Mini-summit on Burundi and Rwanda opens in Tanzanian capital
06 Avril 1994
DAR ES SALAAM, April 6 (AFP) - A mini-summit of east and central African leaders opened here on Wednesday to discuss ethnic troubles in war-torn Burundi and Rwanda, chaired by Tanzanian President Ali Hassan Mwinyi.
The meeting was attended by, among others, Presidents Yoweri Museveni of Uganda, Juvenal Habyarimana of Rwanda and Cyprien Ntaryamira of Burundi, Kenyan Vice-President George Saitoti and Organisation of African Unity (OAU) Secretary-General Salim Ahmed Salim.
Presidents Mobutu Sese Seko of Zaire and Frederick Chiluba of Zambia were expected to attend but failed to arrive, and no reasons were given for their absence.
Mwinyi expressed frustration and disappointment over failure to restore peace and bring democracy to Rwanda and Burundi, two tiny central African nations that have known no peace since independence more than 30 years ago due to ethnic conflicts between majority Hutus and minority Tutsis.
Mwinyi pointed out that when Tanzania brokered a peace accord between vthe Rwandan government and Rwandan Patriotic Front (RPF) rebels last year, he had hoped that the two-year civil war would come to an end and peace be restored.
"In retrospect, everything seems to have gone to waste, and this frustration is not mine alone, it is also the frustration of all the neighbouring countries, the OAU, and the United Nations", Mwinyi said.
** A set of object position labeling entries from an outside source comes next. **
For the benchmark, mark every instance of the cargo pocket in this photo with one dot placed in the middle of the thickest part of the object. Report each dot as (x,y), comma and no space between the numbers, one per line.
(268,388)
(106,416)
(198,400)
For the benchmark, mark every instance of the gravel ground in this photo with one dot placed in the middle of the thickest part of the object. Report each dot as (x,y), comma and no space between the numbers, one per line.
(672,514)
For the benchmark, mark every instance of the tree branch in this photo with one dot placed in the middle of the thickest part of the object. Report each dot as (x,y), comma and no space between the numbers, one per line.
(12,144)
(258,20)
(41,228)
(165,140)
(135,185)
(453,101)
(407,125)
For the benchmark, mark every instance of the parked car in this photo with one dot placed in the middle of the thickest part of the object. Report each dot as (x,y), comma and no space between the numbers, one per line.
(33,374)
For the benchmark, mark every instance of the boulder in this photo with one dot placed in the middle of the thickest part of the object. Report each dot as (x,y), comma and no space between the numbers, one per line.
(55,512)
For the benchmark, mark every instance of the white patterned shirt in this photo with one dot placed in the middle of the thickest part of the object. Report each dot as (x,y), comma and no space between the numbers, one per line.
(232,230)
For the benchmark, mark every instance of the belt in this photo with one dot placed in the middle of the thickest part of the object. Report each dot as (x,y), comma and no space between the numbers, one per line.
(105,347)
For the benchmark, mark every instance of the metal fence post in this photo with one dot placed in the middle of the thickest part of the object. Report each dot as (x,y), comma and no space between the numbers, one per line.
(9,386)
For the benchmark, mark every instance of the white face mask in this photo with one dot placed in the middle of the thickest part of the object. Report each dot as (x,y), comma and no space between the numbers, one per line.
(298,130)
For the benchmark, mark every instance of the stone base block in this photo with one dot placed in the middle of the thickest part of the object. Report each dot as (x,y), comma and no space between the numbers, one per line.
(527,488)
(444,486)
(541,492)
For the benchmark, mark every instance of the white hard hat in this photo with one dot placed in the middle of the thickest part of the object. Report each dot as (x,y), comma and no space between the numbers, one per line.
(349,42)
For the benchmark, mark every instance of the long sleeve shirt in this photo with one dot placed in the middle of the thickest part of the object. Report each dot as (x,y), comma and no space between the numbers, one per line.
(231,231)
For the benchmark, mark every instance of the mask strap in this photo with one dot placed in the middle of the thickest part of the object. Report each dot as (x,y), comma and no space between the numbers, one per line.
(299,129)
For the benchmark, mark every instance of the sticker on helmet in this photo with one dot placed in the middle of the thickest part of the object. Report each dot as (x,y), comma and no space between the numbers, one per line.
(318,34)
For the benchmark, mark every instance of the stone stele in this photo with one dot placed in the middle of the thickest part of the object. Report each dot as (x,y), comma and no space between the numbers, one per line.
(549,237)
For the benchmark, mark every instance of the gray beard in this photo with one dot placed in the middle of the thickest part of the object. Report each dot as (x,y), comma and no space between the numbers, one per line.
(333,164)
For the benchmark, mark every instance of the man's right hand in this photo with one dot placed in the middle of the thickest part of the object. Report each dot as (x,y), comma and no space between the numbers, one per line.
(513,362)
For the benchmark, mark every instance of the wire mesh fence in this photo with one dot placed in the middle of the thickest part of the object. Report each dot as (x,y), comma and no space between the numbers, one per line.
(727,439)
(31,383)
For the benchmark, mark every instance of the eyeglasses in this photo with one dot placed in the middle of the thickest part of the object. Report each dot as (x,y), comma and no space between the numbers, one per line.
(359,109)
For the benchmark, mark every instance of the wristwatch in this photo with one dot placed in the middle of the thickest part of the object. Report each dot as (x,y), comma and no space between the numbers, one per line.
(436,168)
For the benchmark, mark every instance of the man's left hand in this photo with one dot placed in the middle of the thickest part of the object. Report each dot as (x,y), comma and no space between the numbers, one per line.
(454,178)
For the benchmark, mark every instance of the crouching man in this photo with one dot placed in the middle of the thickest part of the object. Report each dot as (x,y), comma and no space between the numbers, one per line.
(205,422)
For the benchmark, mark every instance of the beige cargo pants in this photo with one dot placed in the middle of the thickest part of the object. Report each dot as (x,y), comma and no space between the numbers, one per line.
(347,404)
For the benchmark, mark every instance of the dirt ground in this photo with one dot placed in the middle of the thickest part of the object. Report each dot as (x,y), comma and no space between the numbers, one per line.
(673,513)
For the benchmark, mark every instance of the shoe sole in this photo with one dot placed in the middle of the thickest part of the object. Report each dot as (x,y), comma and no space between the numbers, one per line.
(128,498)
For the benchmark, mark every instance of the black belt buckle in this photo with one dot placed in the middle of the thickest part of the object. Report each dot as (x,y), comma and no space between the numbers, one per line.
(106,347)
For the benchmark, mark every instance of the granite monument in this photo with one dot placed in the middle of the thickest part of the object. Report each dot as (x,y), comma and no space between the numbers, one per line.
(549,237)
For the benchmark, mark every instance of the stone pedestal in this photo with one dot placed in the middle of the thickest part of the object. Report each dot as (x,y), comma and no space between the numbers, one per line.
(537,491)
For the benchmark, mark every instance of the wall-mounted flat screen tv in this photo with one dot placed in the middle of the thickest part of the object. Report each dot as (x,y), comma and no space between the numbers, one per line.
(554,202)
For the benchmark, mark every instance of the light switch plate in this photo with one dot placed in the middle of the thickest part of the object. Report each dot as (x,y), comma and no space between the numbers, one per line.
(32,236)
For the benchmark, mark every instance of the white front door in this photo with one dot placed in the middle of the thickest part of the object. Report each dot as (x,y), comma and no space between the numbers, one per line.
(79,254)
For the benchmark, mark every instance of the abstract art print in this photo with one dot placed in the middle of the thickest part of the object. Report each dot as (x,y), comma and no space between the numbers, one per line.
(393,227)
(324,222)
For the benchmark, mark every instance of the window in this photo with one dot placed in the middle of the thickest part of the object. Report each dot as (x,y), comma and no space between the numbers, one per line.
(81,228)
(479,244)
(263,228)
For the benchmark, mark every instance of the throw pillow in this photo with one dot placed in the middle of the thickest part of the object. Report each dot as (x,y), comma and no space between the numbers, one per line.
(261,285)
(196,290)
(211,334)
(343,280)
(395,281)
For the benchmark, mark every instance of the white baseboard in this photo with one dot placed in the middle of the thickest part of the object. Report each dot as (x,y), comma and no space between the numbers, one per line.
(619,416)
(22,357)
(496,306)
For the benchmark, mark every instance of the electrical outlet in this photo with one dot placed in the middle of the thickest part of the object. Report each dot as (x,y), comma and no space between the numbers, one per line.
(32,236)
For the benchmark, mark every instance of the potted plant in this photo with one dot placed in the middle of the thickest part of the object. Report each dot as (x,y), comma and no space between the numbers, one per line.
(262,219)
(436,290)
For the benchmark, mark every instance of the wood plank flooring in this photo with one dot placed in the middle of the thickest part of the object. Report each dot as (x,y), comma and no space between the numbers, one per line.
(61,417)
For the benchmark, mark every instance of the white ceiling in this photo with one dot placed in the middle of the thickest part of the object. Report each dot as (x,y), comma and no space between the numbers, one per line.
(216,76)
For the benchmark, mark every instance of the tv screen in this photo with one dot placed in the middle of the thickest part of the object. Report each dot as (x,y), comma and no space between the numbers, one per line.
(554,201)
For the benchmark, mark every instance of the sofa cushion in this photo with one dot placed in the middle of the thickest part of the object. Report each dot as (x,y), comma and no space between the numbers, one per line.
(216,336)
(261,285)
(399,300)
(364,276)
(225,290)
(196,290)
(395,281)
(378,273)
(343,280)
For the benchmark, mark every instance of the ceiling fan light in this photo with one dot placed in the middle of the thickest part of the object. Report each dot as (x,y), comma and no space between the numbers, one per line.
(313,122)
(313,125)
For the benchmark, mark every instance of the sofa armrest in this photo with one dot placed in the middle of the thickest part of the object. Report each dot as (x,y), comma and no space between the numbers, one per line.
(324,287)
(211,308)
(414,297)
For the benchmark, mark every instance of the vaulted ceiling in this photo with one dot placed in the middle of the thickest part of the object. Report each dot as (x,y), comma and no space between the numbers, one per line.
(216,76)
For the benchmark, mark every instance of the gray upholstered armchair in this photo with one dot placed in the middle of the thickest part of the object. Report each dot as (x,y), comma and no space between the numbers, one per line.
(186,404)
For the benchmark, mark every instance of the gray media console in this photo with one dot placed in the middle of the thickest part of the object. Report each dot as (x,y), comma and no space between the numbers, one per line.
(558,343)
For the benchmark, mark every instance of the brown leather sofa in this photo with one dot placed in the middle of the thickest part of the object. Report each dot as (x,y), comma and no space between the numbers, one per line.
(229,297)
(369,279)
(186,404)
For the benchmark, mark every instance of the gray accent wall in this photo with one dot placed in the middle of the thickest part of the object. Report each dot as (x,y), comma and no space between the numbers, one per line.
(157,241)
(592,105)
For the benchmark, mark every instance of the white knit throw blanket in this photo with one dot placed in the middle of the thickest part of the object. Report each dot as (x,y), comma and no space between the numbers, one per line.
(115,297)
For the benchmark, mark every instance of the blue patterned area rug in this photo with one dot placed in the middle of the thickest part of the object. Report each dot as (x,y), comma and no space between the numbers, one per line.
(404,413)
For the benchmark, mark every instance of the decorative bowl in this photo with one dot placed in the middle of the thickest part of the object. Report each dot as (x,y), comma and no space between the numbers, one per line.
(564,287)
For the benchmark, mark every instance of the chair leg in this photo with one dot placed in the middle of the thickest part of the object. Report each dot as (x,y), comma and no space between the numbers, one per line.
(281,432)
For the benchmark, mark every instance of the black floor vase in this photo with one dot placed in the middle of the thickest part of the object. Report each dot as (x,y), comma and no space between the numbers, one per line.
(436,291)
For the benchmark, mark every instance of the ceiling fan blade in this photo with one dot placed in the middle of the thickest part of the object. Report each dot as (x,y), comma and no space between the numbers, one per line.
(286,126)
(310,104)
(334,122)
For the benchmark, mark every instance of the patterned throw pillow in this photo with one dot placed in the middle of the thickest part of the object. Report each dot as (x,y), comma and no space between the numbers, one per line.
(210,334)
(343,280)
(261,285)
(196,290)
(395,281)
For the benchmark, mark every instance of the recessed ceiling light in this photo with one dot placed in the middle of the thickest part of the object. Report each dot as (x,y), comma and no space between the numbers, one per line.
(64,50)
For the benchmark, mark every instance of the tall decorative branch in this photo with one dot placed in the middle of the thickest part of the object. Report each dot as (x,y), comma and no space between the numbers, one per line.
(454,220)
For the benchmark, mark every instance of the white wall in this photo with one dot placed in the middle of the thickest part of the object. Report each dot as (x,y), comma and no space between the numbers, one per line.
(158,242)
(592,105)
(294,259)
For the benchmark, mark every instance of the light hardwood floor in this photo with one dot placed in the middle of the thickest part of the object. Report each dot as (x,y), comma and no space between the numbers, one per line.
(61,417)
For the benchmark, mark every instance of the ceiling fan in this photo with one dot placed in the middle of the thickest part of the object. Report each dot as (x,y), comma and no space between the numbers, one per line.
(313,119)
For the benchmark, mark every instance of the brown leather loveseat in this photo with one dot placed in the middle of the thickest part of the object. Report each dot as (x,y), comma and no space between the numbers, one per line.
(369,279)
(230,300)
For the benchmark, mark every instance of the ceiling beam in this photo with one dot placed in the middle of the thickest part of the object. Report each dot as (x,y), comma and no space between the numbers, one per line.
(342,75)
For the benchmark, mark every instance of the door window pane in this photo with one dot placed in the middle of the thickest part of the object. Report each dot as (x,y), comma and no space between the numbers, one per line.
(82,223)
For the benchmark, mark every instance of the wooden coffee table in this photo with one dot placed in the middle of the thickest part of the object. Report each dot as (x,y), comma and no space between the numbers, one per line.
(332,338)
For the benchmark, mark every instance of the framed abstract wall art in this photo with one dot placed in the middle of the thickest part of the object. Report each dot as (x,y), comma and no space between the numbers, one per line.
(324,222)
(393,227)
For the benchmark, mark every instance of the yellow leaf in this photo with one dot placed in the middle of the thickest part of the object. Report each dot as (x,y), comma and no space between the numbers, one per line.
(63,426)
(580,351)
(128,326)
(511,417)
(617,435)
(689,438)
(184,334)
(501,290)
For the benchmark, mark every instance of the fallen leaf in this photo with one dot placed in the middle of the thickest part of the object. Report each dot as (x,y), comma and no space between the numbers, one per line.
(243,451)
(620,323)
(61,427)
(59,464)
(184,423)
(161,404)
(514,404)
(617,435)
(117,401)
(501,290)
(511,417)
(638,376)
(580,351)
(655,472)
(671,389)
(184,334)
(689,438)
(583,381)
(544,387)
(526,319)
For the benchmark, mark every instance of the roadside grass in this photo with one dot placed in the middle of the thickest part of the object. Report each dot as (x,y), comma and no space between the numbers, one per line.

Mwinyi, who convened the mini-summit to discuss the situation in the two countries -- the Rwandan peace accord impasse and recent massacres of civilians in Burundi -- pointed out that out of the three transitional institutions provided for in the Arusha accords, only the presidency was in place.
"The tragedy as far as I am concerned is that the so-called stumbling blocks to the implementation of the peace process, such as the allocation of seats in parliament and cabinet posts are by all accounts matters not worth shedding a single drop of blood for", Mwinyi said.
On Burundi, Mwinyi said it was sad to see that the joy of a new era of peace, stability and co-operation in the brought about in the region by last July's democratic elections was wiped out by the military establishment's decision last October to put their "parochial interests above the wishes of the Burundians".
The Tutsi-dominated army staged a failed coup on October 21. The first elected president from the Hutu majority, Melchior Ndadaye, was murdered along with several of his key aides, and Burundi plunged into a bloody ethnic war which left hundreds of thousands of people dead and forced more than 700,000 others to flee into neighbouring Rwanda, Tanzania and Zaire.
"What Burundians got through the ballot box was taken away by the gun, and the situation as we all know, is very grave and, as neighbours, we cannot keep quiet," Mwinyi said.
In their remarks, Habyarimana and Ntaryamira pledged to make all efforts to restore peace in their two countries.